The two-year Master of Fine Arts (MFA) Program supports 12 graduate students per year and strives to graduate working artists who will continue to demonstrate significant artistic, critical and cultural impacts across a wide array of disciplines. Incoming MFA students are expected to be already deeply engaged in their creative practice and possess technical proficiency in their chosen media. Graduate coursework and independent study are designed to help students develop a critical understanding of their creative work in the multiple contexts of specific localities and global contemporary art. Our graduate students are encouraged to take university-wide and cross-disciplinary courses linked to their research interests, studying and collaborating with faculty and graduate students in areas as diverse as Geography, Environmental Sciences, Classics, Art History, Disability Studies, Philosophy, Cognitive Science, Interactive Design, Rhetoric, Film Studies, and Comparative Literature.
The Program seeks to help students develop a keen sense of their audience and to consider how they will reach, or generate, that audience for their work. Art Practice faculty help to facilitate the exposure of graduate student work to a broader public, whether in museums, galleries, public places, or through other forms of engagement and dissemination.

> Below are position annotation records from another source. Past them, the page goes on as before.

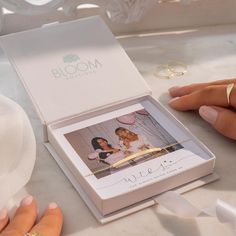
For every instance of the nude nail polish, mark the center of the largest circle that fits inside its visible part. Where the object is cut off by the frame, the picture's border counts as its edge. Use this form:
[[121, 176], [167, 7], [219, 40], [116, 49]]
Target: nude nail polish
[[173, 99], [52, 205], [3, 214], [209, 114], [174, 89], [27, 201]]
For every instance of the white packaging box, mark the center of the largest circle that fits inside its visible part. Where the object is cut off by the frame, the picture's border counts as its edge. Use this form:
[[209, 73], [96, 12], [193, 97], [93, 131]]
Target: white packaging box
[[78, 76]]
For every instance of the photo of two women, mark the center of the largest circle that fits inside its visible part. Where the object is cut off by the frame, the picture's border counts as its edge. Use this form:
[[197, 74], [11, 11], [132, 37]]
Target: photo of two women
[[102, 145]]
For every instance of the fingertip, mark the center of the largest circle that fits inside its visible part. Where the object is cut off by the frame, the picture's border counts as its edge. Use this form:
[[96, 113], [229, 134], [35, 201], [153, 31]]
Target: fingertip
[[4, 219], [209, 114], [52, 205], [174, 91], [54, 209], [173, 102], [3, 214], [28, 200]]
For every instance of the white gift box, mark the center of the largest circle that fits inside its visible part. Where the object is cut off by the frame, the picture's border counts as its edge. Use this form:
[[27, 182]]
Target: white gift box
[[78, 76]]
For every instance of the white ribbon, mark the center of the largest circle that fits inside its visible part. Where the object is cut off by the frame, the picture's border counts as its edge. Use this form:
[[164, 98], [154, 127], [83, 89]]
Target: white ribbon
[[181, 207]]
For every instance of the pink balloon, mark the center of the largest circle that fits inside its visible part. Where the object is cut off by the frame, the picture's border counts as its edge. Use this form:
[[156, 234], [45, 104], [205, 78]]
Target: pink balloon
[[93, 156], [127, 119]]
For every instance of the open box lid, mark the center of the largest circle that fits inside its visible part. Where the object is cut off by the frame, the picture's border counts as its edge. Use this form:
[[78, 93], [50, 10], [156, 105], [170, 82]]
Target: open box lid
[[73, 68]]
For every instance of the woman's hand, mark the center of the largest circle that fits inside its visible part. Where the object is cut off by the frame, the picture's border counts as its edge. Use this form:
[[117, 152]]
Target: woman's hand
[[211, 100], [24, 219]]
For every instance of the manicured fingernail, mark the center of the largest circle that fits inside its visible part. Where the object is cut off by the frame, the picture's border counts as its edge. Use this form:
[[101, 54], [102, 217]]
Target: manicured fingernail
[[3, 214], [208, 113], [173, 99], [174, 89], [27, 201], [52, 205]]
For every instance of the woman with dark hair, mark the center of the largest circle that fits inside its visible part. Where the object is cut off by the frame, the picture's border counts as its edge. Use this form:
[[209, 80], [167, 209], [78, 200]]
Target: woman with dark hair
[[105, 152], [131, 141], [105, 149]]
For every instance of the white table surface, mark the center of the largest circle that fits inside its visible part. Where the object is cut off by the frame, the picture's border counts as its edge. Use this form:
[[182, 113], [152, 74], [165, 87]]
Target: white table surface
[[210, 54]]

Peer-to-peer discussion and critique form the heart of Berkeley’s MFA Program. Students respond to their classmates’ work and learn to think, speak, and write critically about art’s functions and possibilities. A Visiting Artist Lecture Series, along with studio visits, offers graduate students the chance to connect with internationally-known artists. Students also have opportunities to teach, and they are mentored and closely supported by a faculty member. Exhibitions in the first and second year of study require students to maintain a rigorous pace of creative research and establish a professional art practice. The final thesis exhibition, completed after the second year of study, is held at the Berkeley Art Museum.